Earlier this week, New Yorker writer and CNN analyst Jeffrey Toobin made news when he issued a mea culpa about his own role in hammering the Clinton email story. In a follow-up interview with Politico, Toobin expanded on his thoughts:
In his POLITICO interview, Toobin said he doesn’t regret any specific thing he said about Clinton’s email use, but believes the volume of coverage he gave to the issue was disproportionate to its importance. Toobin said the experience shows you “can make mistakes in news coverage without making factual mistakes.”
“I think I got into the trap of false equivalence during the 2016 campaign,” Toobin said. “Comparing Donald Trump’s record of ethical problems with Hillary’s emails lent a misleading impression. And I have to say, I am determined not to do that again to the extent that I can. I am going to try to look at corruption and ethics issues each on their own rather than trying to create some sort of equivalence that isn’t there.”
Toobin’s comments are notable, both because they’re so clear, but also because few prominent journalists or commentators have acknowledged that the Clinton email server story was overhyped and made clear that they’ve learned lessons to apply to future coverage.
It’s still unclear why that particular story dragged on for years, and it’s worth wondering what coverage might have looked like had Clinton’s server never existed. Would there have been an increase in the amount of policy coverage during the campaign, or would the same people who wrote endlessly about emails have simply found another scandal -- real or imagined -- to latch onto in the name of some sense of balance against Trump’s many campaign scandals?
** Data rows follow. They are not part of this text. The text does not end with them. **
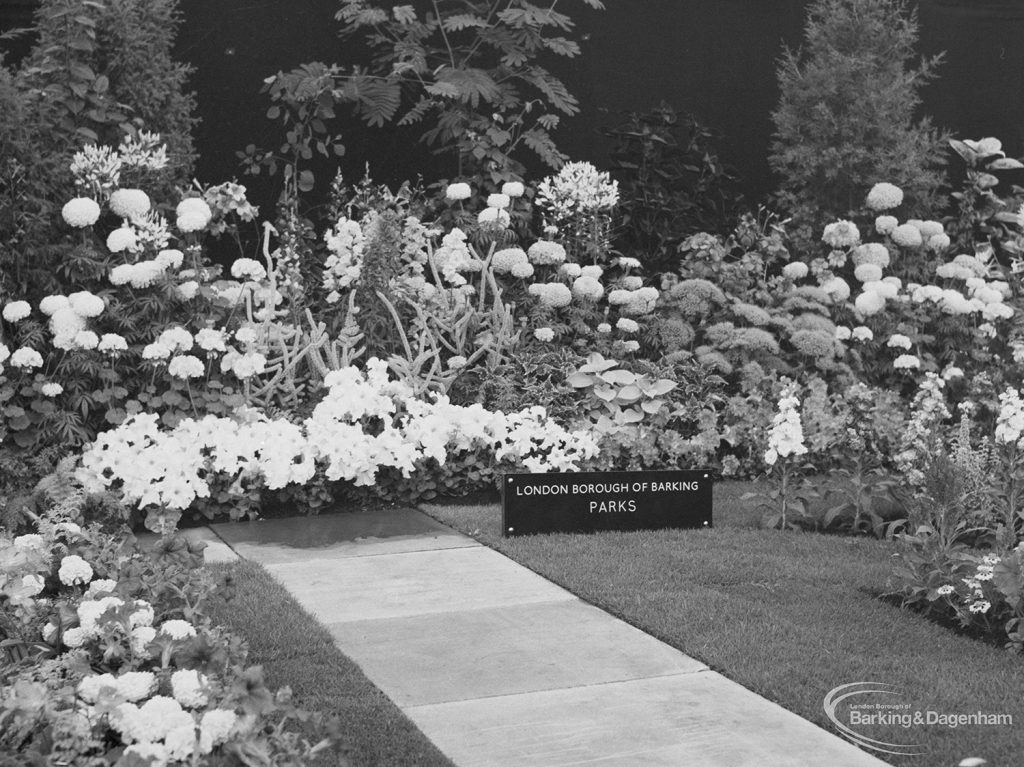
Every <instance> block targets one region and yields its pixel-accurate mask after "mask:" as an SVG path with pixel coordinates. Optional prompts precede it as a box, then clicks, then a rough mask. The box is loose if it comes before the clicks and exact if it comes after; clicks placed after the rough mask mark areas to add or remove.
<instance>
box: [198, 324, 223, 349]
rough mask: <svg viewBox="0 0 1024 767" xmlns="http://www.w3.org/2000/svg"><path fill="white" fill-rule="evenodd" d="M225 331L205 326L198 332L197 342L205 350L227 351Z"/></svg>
mask: <svg viewBox="0 0 1024 767" xmlns="http://www.w3.org/2000/svg"><path fill="white" fill-rule="evenodd" d="M224 340H225V339H224V333H223V331H219V330H216V329H214V328H203V329H202V330H201V331H199V332H198V333H197V334H196V344H197V345H198V346H199V347H200V348H201V349H203V350H205V351H221V352H223V351H227V346H225V344H224Z"/></svg>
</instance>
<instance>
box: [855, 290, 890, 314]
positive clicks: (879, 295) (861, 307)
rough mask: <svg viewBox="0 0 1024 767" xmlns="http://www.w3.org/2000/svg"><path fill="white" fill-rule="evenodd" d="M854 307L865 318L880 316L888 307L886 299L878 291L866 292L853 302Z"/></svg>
mask: <svg viewBox="0 0 1024 767" xmlns="http://www.w3.org/2000/svg"><path fill="white" fill-rule="evenodd" d="M853 305H854V307H855V308H856V309H857V311H859V312H860V313H861V314H863V315H864V316H870V315H871V314H878V313H879V312H880V311H882V310H883V309H884V308H885V307H886V299H885V297H884V296H881V295H879V294H878V293H877V292H876V291H864V292H863V293H861V294H860V295H859V296H857V298H856V300H854V302H853Z"/></svg>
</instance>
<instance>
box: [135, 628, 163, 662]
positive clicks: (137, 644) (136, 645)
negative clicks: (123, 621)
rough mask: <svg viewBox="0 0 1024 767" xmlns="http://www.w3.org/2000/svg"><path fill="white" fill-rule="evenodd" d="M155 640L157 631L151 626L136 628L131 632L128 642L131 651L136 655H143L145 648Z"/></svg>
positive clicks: (147, 646) (144, 651) (156, 634)
mask: <svg viewBox="0 0 1024 767" xmlns="http://www.w3.org/2000/svg"><path fill="white" fill-rule="evenodd" d="M156 638H157V630H156V629H154V628H153V627H152V626H137V627H135V628H134V629H132V630H131V636H130V637H129V641H130V642H131V649H132V652H134V653H135V654H136V655H142V654H144V653H145V648H146V647H148V646H150V644H151V643H152V642H153V640H154V639H156Z"/></svg>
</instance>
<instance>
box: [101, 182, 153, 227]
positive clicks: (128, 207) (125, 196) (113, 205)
mask: <svg viewBox="0 0 1024 767" xmlns="http://www.w3.org/2000/svg"><path fill="white" fill-rule="evenodd" d="M108 205H110V206H111V211H113V212H114V213H116V214H117V215H119V216H121V217H122V218H126V219H128V220H129V221H132V220H134V219H136V218H141V217H143V216H144V215H145V214H146V213H148V212H150V209H151V208H152V207H153V205H152V204H151V202H150V196H148V195H146V194H145V193H144V191H142V189H118V190H117V191H115V193H114V194H112V195H111V199H110V201H109V203H108Z"/></svg>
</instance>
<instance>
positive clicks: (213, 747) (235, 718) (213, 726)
mask: <svg viewBox="0 0 1024 767" xmlns="http://www.w3.org/2000/svg"><path fill="white" fill-rule="evenodd" d="M238 720H239V718H238V716H237V715H236V713H234V712H233V711H228V710H226V709H211V710H210V711H208V712H205V713H204V714H203V719H202V720H200V725H199V743H200V751H202V752H203V753H204V754H208V753H210V752H211V751H212V750H213V748H214V747H216V745H220V744H221V743H223V742H225V741H226V740H227V738H228V737H229V736H230V734H231V730H232V729H234V725H236V724H237V723H238Z"/></svg>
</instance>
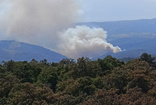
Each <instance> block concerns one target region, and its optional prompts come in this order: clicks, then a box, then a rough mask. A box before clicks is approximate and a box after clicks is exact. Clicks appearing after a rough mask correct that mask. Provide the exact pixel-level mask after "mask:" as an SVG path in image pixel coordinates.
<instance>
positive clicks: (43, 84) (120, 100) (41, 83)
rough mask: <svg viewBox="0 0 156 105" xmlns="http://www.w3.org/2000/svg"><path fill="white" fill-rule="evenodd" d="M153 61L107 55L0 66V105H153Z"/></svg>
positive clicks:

If Clinton’s emails actually mattered, then stories about Trump’s irresponsible use of technology would theoretically be more than one-off articles that get lost in a sea of larger news. Mainstream news outlets allowed Trump and his right-wing media allies to set the media agenda in 2016. Just over a year out from the 2020 election, it’s worth asking whether those same outlets are equipped to learn from the mistakes of 2016, or if they’re going to find a new story to blow up into 2020’s version of the email server.